Perguntas frequentes (FAQ)

O que é o Repidose e para que é utilizado?

O Repidose é um sistema de administração de medicamentos concebido para libertar doses precisas de substâncias ativas no organismo. É habitualmente utilizado em tratamentos que requerem uma dosagem rigorosa e uma administração controlada, garantindo que o paciente recebe a quantidade adequada do medicamento conforme prescrito pelo profissional de saúde.

Como deve ser administrado o Repidose?

A administração deve seguir rigorosamente as instruções fornecidas pelo médico ou farmacêutico. O dispositivo foi desenhado para facilitar a utilização, mas a eficácia do tratamento depende da técnica de administração correta. É fundamental não alterar a dosagem nem a frequência de utilização sem consulta prévia com um especialista.

Quais são os cuidados a ter durante o tratamento?

Durante a utilização do Repidose, os pacientes devem monitorizar qualquer reação invulgar e reportá-la imediatamente ao seu médico. É importante manter o dispositivo num local apropriado, longe da humidade e do calor excessivo, para preservar a integridade do medicamento. O acompanhamento médico regular é essencial para avaliar a resposta ao tratamento e ajustar a terapia se necessário.

O que fazer em caso de esquecimento de uma dose?

Caso ocorra o esquecimento de uma dose, o paciente deve entrar em contacto com o seu profissional de saúde para obter orientações específicas. Regra geral, não se deve administrar uma dose dupla para compensar a dose esquecida, pois isso pode aumentar o risco de efeitos adversos.

Existem contraindicações ou efeitos secundários?

Como qualquer intervenção farmacológica, o Repidose pode não ser adequado para todos os pacientes. As contraindicações dependem da substância ativa contida no dispositivo e do historial clínico do paciente. Os efeitos secundários podem variar em intensidade e tipo; por isso, a leitura atenta do folheto informativo e a comunicação aberta com a equipa médica são passos fundamentais para a segurança do paciente.

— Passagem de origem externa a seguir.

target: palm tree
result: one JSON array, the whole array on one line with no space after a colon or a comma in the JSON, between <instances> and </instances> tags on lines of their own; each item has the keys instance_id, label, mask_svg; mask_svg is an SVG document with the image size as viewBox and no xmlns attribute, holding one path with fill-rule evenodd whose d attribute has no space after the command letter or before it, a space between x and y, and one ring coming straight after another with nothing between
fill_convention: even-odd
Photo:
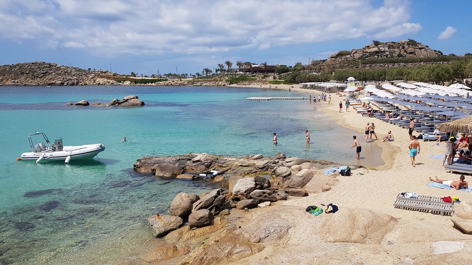
<instances>
[{"instance_id":1,"label":"palm tree","mask_svg":"<svg viewBox=\"0 0 472 265\"><path fill-rule=\"evenodd\" d=\"M264 72L267 73L267 69L266 69L266 67L267 67L267 61L266 61L261 64L262 65L262 68L264 68Z\"/></svg>"},{"instance_id":2,"label":"palm tree","mask_svg":"<svg viewBox=\"0 0 472 265\"><path fill-rule=\"evenodd\" d=\"M229 72L229 69L233 66L233 63L231 61L226 61L225 62L225 64L228 66L228 72Z\"/></svg>"},{"instance_id":3,"label":"palm tree","mask_svg":"<svg viewBox=\"0 0 472 265\"><path fill-rule=\"evenodd\" d=\"M243 61L238 61L236 62L236 65L237 66L238 68L243 68L244 66L244 63Z\"/></svg>"},{"instance_id":4,"label":"palm tree","mask_svg":"<svg viewBox=\"0 0 472 265\"><path fill-rule=\"evenodd\" d=\"M219 71L221 73L225 71L225 65L223 64L218 64L216 65L216 66L218 67L218 69L219 69Z\"/></svg>"}]
</instances>

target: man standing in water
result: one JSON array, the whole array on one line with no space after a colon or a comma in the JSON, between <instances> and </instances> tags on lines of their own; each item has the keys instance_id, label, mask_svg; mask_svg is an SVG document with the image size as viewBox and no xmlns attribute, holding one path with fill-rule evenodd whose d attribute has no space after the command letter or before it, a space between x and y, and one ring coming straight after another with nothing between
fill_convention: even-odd
<instances>
[{"instance_id":1,"label":"man standing in water","mask_svg":"<svg viewBox=\"0 0 472 265\"><path fill-rule=\"evenodd\" d=\"M277 136L275 135L275 132L274 132L272 134L274 135L274 140L270 141L274 142L274 144L277 144Z\"/></svg>"},{"instance_id":2,"label":"man standing in water","mask_svg":"<svg viewBox=\"0 0 472 265\"><path fill-rule=\"evenodd\" d=\"M410 141L413 140L413 129L414 129L414 122L413 121L413 118L410 118L410 126L408 126L408 134L410 135Z\"/></svg>"},{"instance_id":3,"label":"man standing in water","mask_svg":"<svg viewBox=\"0 0 472 265\"><path fill-rule=\"evenodd\" d=\"M369 138L369 133L371 132L371 123L367 123L367 125L365 125L365 142L367 142L367 139Z\"/></svg>"},{"instance_id":4,"label":"man standing in water","mask_svg":"<svg viewBox=\"0 0 472 265\"><path fill-rule=\"evenodd\" d=\"M412 159L412 165L413 167L416 167L416 166L414 164L414 157L417 155L420 154L421 148L420 147L420 142L416 140L416 136L412 135L412 141L408 145L410 149L410 158Z\"/></svg>"},{"instance_id":5,"label":"man standing in water","mask_svg":"<svg viewBox=\"0 0 472 265\"><path fill-rule=\"evenodd\" d=\"M359 143L359 141L358 141L357 139L355 138L355 135L353 136L353 139L354 140L354 145L351 146L351 148L352 148L354 146L356 147L356 155L357 156L357 160L359 160L359 156L361 155L361 150L362 149L362 148L361 147L361 144Z\"/></svg>"},{"instance_id":6,"label":"man standing in water","mask_svg":"<svg viewBox=\"0 0 472 265\"><path fill-rule=\"evenodd\" d=\"M373 134L375 136L375 140L378 140L379 138L377 138L377 135L375 133L375 125L374 125L374 123L372 123L372 125L371 125L371 141L372 141L372 135Z\"/></svg>"}]
</instances>

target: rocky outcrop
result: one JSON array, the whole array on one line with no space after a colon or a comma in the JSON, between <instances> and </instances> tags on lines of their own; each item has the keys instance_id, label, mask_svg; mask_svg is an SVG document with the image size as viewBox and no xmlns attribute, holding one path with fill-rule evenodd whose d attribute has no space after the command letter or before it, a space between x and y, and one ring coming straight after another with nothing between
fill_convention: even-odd
<instances>
[{"instance_id":1,"label":"rocky outcrop","mask_svg":"<svg viewBox=\"0 0 472 265\"><path fill-rule=\"evenodd\" d=\"M108 71L88 70L54 63L33 62L0 66L0 85L110 85Z\"/></svg>"},{"instance_id":2,"label":"rocky outcrop","mask_svg":"<svg viewBox=\"0 0 472 265\"><path fill-rule=\"evenodd\" d=\"M74 105L76 106L88 106L90 104L89 104L88 101L87 100L80 100L80 101L77 101Z\"/></svg>"},{"instance_id":3,"label":"rocky outcrop","mask_svg":"<svg viewBox=\"0 0 472 265\"><path fill-rule=\"evenodd\" d=\"M349 68L358 65L358 60L379 58L437 57L441 53L421 42L408 41L378 42L365 45L360 49L339 51L333 53L326 62L315 61L315 65L329 64L335 69Z\"/></svg>"},{"instance_id":4,"label":"rocky outcrop","mask_svg":"<svg viewBox=\"0 0 472 265\"><path fill-rule=\"evenodd\" d=\"M148 218L148 224L156 237L165 236L182 225L183 221L178 216L157 215Z\"/></svg>"},{"instance_id":5,"label":"rocky outcrop","mask_svg":"<svg viewBox=\"0 0 472 265\"><path fill-rule=\"evenodd\" d=\"M394 217L385 214L344 208L325 219L320 235L327 242L379 244L397 223Z\"/></svg>"},{"instance_id":6,"label":"rocky outcrop","mask_svg":"<svg viewBox=\"0 0 472 265\"><path fill-rule=\"evenodd\" d=\"M223 205L226 199L226 196L223 189L213 190L194 204L192 213L202 209L206 209L212 215L217 215L223 210Z\"/></svg>"},{"instance_id":7,"label":"rocky outcrop","mask_svg":"<svg viewBox=\"0 0 472 265\"><path fill-rule=\"evenodd\" d=\"M185 217L192 211L192 204L195 202L192 200L192 198L187 193L181 192L177 194L170 204L169 214L180 218Z\"/></svg>"},{"instance_id":8,"label":"rocky outcrop","mask_svg":"<svg viewBox=\"0 0 472 265\"><path fill-rule=\"evenodd\" d=\"M211 212L207 209L202 209L193 212L188 216L188 226L193 228L210 225L213 219Z\"/></svg>"}]
</instances>

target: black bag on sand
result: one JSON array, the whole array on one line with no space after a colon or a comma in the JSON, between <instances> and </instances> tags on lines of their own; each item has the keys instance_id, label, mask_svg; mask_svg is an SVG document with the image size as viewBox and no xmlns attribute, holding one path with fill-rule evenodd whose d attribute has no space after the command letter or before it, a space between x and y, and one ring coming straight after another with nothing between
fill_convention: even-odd
<instances>
[{"instance_id":1,"label":"black bag on sand","mask_svg":"<svg viewBox=\"0 0 472 265\"><path fill-rule=\"evenodd\" d=\"M347 168L346 169L341 169L341 171L339 171L339 173L341 174L341 176L350 176L351 175L351 169L348 166Z\"/></svg>"}]
</instances>

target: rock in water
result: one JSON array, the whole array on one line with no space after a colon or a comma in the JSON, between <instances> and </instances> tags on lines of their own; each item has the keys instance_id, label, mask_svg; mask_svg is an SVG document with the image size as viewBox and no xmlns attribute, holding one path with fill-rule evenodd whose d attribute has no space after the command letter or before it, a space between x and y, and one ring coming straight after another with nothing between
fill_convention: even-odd
<instances>
[{"instance_id":1,"label":"rock in water","mask_svg":"<svg viewBox=\"0 0 472 265\"><path fill-rule=\"evenodd\" d=\"M254 199L243 199L236 203L236 207L240 210L242 210L244 208L253 208L259 202Z\"/></svg>"},{"instance_id":2,"label":"rock in water","mask_svg":"<svg viewBox=\"0 0 472 265\"><path fill-rule=\"evenodd\" d=\"M181 192L177 194L170 204L169 214L180 218L186 217L192 211L192 199L187 193Z\"/></svg>"},{"instance_id":3,"label":"rock in water","mask_svg":"<svg viewBox=\"0 0 472 265\"><path fill-rule=\"evenodd\" d=\"M120 106L143 106L144 105L144 102L141 99L131 99L130 100L128 100L127 101L123 102L120 104Z\"/></svg>"},{"instance_id":4,"label":"rock in water","mask_svg":"<svg viewBox=\"0 0 472 265\"><path fill-rule=\"evenodd\" d=\"M121 103L126 102L126 101L131 100L131 99L137 99L137 96L126 96L121 99Z\"/></svg>"},{"instance_id":5,"label":"rock in water","mask_svg":"<svg viewBox=\"0 0 472 265\"><path fill-rule=\"evenodd\" d=\"M90 104L89 104L88 101L87 100L80 100L80 101L77 101L74 105L76 106L88 106Z\"/></svg>"},{"instance_id":6,"label":"rock in water","mask_svg":"<svg viewBox=\"0 0 472 265\"><path fill-rule=\"evenodd\" d=\"M251 197L259 202L277 201L277 198L273 195L270 190L256 190L251 193Z\"/></svg>"},{"instance_id":7,"label":"rock in water","mask_svg":"<svg viewBox=\"0 0 472 265\"><path fill-rule=\"evenodd\" d=\"M207 209L193 212L188 216L188 225L191 228L202 227L211 224L213 216Z\"/></svg>"},{"instance_id":8,"label":"rock in water","mask_svg":"<svg viewBox=\"0 0 472 265\"><path fill-rule=\"evenodd\" d=\"M265 190L270 187L270 182L263 177L256 176L254 177L254 181L256 182L254 190Z\"/></svg>"},{"instance_id":9,"label":"rock in water","mask_svg":"<svg viewBox=\"0 0 472 265\"><path fill-rule=\"evenodd\" d=\"M211 214L216 215L223 210L226 195L223 189L216 189L208 193L194 205L192 212L202 209L208 209Z\"/></svg>"},{"instance_id":10,"label":"rock in water","mask_svg":"<svg viewBox=\"0 0 472 265\"><path fill-rule=\"evenodd\" d=\"M379 244L398 221L365 208L343 208L324 221L320 234L327 242Z\"/></svg>"},{"instance_id":11,"label":"rock in water","mask_svg":"<svg viewBox=\"0 0 472 265\"><path fill-rule=\"evenodd\" d=\"M114 99L111 100L108 103L108 105L110 106L118 106L119 105L120 103L119 99Z\"/></svg>"},{"instance_id":12,"label":"rock in water","mask_svg":"<svg viewBox=\"0 0 472 265\"><path fill-rule=\"evenodd\" d=\"M154 215L148 217L148 223L154 236L160 237L180 227L183 221L178 216Z\"/></svg>"},{"instance_id":13,"label":"rock in water","mask_svg":"<svg viewBox=\"0 0 472 265\"><path fill-rule=\"evenodd\" d=\"M227 264L253 256L264 248L264 246L260 244L217 242L208 246L197 248L184 260L184 264L192 265Z\"/></svg>"},{"instance_id":14,"label":"rock in water","mask_svg":"<svg viewBox=\"0 0 472 265\"><path fill-rule=\"evenodd\" d=\"M233 187L233 196L239 199L246 199L251 198L251 193L256 187L254 178L246 177L237 181Z\"/></svg>"},{"instance_id":15,"label":"rock in water","mask_svg":"<svg viewBox=\"0 0 472 265\"><path fill-rule=\"evenodd\" d=\"M292 196L297 197L304 197L308 196L308 192L302 189L290 189L288 190L288 194Z\"/></svg>"}]
</instances>

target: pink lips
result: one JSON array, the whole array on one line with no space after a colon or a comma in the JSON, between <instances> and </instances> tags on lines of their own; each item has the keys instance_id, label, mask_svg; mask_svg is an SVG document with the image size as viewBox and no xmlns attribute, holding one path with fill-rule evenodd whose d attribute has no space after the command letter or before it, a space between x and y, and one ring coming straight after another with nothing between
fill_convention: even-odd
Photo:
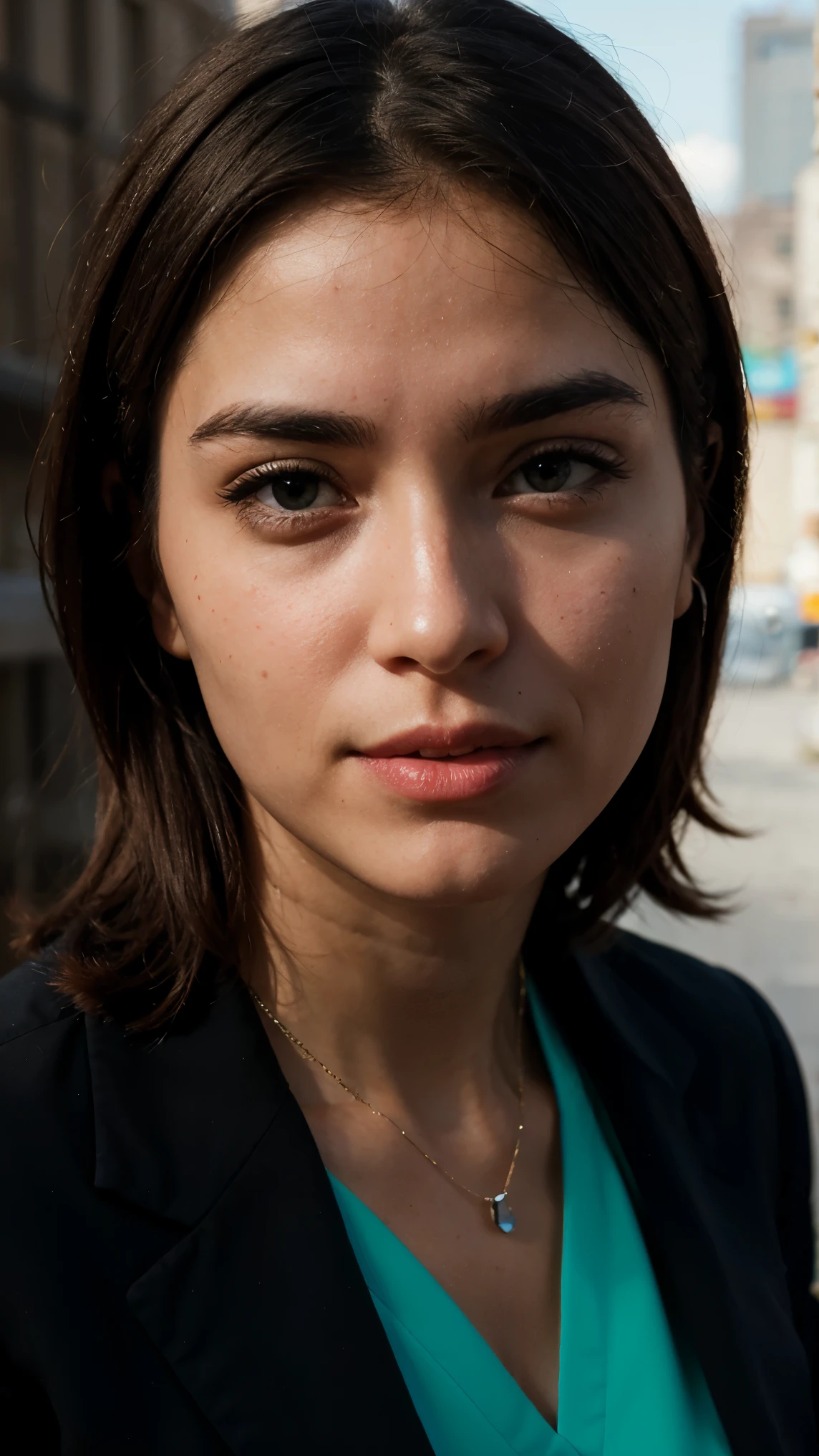
<instances>
[{"instance_id":1,"label":"pink lips","mask_svg":"<svg viewBox=\"0 0 819 1456\"><path fill-rule=\"evenodd\" d=\"M423 725L367 748L358 759L401 798L452 802L509 783L541 743L496 724Z\"/></svg>"}]
</instances>

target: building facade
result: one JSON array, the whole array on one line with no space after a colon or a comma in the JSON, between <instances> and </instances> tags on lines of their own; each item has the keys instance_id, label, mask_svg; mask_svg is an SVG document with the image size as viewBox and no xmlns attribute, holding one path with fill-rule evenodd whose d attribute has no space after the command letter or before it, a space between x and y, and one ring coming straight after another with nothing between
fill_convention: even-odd
<instances>
[{"instance_id":1,"label":"building facade","mask_svg":"<svg viewBox=\"0 0 819 1456\"><path fill-rule=\"evenodd\" d=\"M813 26L777 9L742 26L742 197L711 223L754 402L743 574L783 581L799 533L794 191L813 150Z\"/></svg>"},{"instance_id":2,"label":"building facade","mask_svg":"<svg viewBox=\"0 0 819 1456\"><path fill-rule=\"evenodd\" d=\"M58 884L93 815L90 753L25 518L60 370L67 280L128 132L227 12L220 0L0 0L3 900Z\"/></svg>"},{"instance_id":3,"label":"building facade","mask_svg":"<svg viewBox=\"0 0 819 1456\"><path fill-rule=\"evenodd\" d=\"M793 198L813 137L813 26L775 10L742 29L742 201Z\"/></svg>"}]
</instances>

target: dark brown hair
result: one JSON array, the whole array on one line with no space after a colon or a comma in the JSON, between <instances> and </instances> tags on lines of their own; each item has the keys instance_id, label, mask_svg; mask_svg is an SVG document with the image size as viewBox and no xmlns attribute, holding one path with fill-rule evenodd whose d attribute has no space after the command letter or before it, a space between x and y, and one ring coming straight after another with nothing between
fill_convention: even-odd
<instances>
[{"instance_id":1,"label":"dark brown hair","mask_svg":"<svg viewBox=\"0 0 819 1456\"><path fill-rule=\"evenodd\" d=\"M429 178L489 189L543 227L575 275L662 364L691 510L698 603L674 626L665 696L637 764L551 866L550 933L588 932L643 887L707 914L679 855L707 807L703 735L746 476L740 355L720 272L660 141L580 45L511 0L310 0L236 31L148 115L93 223L44 454L42 572L99 748L86 869L39 917L58 984L159 1026L240 958L249 923L241 788L191 664L166 655L125 563L131 515L100 475L153 489L151 418L217 268L327 189L396 198ZM724 451L706 485L706 432ZM538 922L543 923L538 914Z\"/></svg>"}]
</instances>

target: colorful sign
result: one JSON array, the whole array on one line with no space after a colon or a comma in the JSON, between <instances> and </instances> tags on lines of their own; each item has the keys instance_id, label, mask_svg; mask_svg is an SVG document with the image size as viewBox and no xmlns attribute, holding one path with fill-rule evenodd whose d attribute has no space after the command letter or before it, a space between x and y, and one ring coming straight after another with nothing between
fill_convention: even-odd
<instances>
[{"instance_id":1,"label":"colorful sign","mask_svg":"<svg viewBox=\"0 0 819 1456\"><path fill-rule=\"evenodd\" d=\"M793 419L797 392L796 349L745 349L742 361L756 419Z\"/></svg>"}]
</instances>

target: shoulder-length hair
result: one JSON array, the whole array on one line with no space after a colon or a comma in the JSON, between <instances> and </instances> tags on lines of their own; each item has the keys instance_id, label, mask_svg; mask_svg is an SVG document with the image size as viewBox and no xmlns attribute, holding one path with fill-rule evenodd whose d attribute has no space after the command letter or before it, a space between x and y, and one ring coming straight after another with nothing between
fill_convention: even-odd
<instances>
[{"instance_id":1,"label":"shoulder-length hair","mask_svg":"<svg viewBox=\"0 0 819 1456\"><path fill-rule=\"evenodd\" d=\"M250 923L243 795L189 662L164 654L127 568L156 489L153 421L225 259L305 197L407 195L429 178L525 210L575 277L665 370L698 603L674 626L662 706L631 773L548 871L563 942L642 887L711 913L679 852L710 828L703 735L717 683L746 479L740 354L720 271L652 127L576 41L511 0L308 0L207 54L147 116L80 258L42 457L47 596L99 750L96 839L29 927L57 941L81 1008L151 1028L241 958ZM717 421L723 456L706 467ZM122 499L100 478L119 464ZM713 479L711 479L713 476ZM540 923L543 920L538 916Z\"/></svg>"}]
</instances>

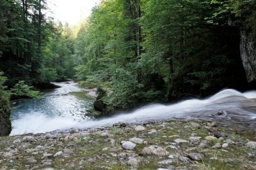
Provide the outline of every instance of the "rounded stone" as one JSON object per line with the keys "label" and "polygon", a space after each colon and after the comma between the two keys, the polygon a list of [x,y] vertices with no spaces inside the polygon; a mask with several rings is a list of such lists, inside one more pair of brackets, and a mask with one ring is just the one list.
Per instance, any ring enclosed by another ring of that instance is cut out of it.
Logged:
{"label": "rounded stone", "polygon": [[122,144],[122,147],[124,149],[133,149],[136,144],[130,141],[125,141]]}

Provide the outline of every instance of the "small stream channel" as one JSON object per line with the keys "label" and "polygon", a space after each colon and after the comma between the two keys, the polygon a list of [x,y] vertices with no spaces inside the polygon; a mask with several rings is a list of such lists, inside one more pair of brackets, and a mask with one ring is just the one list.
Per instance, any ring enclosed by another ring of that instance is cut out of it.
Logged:
{"label": "small stream channel", "polygon": [[10,135],[44,133],[70,128],[97,128],[120,122],[201,119],[215,121],[241,132],[256,132],[256,91],[223,90],[204,99],[189,99],[171,104],[154,104],[115,116],[95,119],[87,110],[93,97],[73,82],[56,84],[60,88],[45,92],[40,99],[17,102],[11,115]]}
{"label": "small stream channel", "polygon": [[[61,88],[44,91],[38,99],[23,99],[13,104],[10,135],[41,133],[70,128],[94,118],[87,112],[93,108],[94,97],[73,81],[55,83]],[[92,95],[94,96],[94,95]]]}

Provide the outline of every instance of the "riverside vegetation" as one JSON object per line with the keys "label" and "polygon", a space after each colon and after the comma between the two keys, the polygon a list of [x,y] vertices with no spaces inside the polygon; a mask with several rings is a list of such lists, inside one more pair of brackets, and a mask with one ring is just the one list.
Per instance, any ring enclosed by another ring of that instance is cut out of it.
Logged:
{"label": "riverside vegetation", "polygon": [[199,120],[120,122],[1,137],[0,169],[255,169],[255,141]]}

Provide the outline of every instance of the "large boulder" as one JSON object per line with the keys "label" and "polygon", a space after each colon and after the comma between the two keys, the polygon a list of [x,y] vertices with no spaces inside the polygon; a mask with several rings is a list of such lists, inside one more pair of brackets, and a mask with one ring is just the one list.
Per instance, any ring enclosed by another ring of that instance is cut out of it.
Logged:
{"label": "large boulder", "polygon": [[240,31],[240,55],[248,82],[256,82],[256,42],[251,33]]}
{"label": "large boulder", "polygon": [[93,106],[95,110],[99,111],[102,111],[106,107],[106,104],[102,99],[95,101]]}

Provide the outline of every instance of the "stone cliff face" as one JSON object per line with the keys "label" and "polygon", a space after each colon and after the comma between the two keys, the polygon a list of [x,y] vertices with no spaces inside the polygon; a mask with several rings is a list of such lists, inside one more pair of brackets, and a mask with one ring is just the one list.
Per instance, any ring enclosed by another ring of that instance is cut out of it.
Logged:
{"label": "stone cliff face", "polygon": [[251,33],[240,31],[240,54],[248,82],[256,82],[256,42]]}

Como Repidose deve ser armazenado e descartado?

Requisitos de armazenamento

O Repidose Ready Pulse (oxfendazol) deve ser conservado seguindo rigorosamente as condições definidas na rotulagem regulamentar oficial.

Condição do ambiente de armazenamento Requisito
Temperatura Conservar abaixo de 25°C.
Proteção Conservar em lugar seco.
Embalagem Deve ser mantido no recipiente original de polipropileno com tampa.

Segurança infantil

O produto deve ser mantido fora da vista e do alcance das crianças.

Instruções de eliminação

O Repidose não utilizado ou os materiais residuais devem aderir a regras de manuseamento específicas. A eliminação não é permitida através de águas residuais ou do lixo doméstico. O produto deve ser eliminado através de sistemas de retoma autorizados ou de sistemas de recolha nacionais, em conformidade com os requisitos regulamentares locais.

Atenção! Sempre consulte um médico ou farmacêutico antes de usar pílulas ou medicamentos.